Jun 12, 2019 7:02 PM
Almost time for my daily commute. See you later!
15 hours later…
Jun 13, 2019 9:34 AM
"Editing the spam content out is counterproductive": you seem to be considering edits made so as to improve it. An edit can be used also: to vandalize/erase a potentially dangerous link (which I find useful – I'd just replaced the link with [erased link]), to remove a tag (which I find unnecessary), to partly hide an offensive statement if it includes names, or any action found to be useful before the spam is deleted. — YCor 3 hours ago
@YCor I cannot really respond to specific case you mention - since I did not see the post (and I do not see any today's post among SD reports either.) You made a valid point - important thing here is that even after the edit other users should be able to clearly recognize that it is a spam post. — Martin Sleziak 36 secs ago
In the first revision I used a weaker formulation: "Editing the spam content away might be contraproductive."
2 hours later…
Jun 13, 2019 11:06 AM
> The Community user will protect a question in the following cases:
> 1. The number of deleted answers from low-rep users, plus the number of answers with helpful spam flags, is at least 3. (Note that spam answers from new users are counted twice.)

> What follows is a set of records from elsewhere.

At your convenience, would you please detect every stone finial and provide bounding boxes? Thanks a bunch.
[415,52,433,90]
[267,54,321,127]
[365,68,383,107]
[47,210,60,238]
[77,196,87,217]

> Generally, this means that three deleted answers from new users will cause auto-protection, but if at least one of those answers is spam, only two answers will trigger it.
> 2. Five answers from low-rep users were posted in the last 24 hours. Three answers on Software Engineering, English Language Learners, and Workplace, and 20 answers on Code Golf.
I did not know the exact conditions when spam flags lead to question being protected - this is perhaps useful to know too. (From the quote above I see that if there are two spam answers on the same question, it will be automatically protected.)
3 hours later…
Jun 13, 2019 2:08 PM
I have edited "is counterproductive" to "can be coounterproductive" to reflect YCor's comment.
Conversation ended Jun 13, 2019 at 14:08.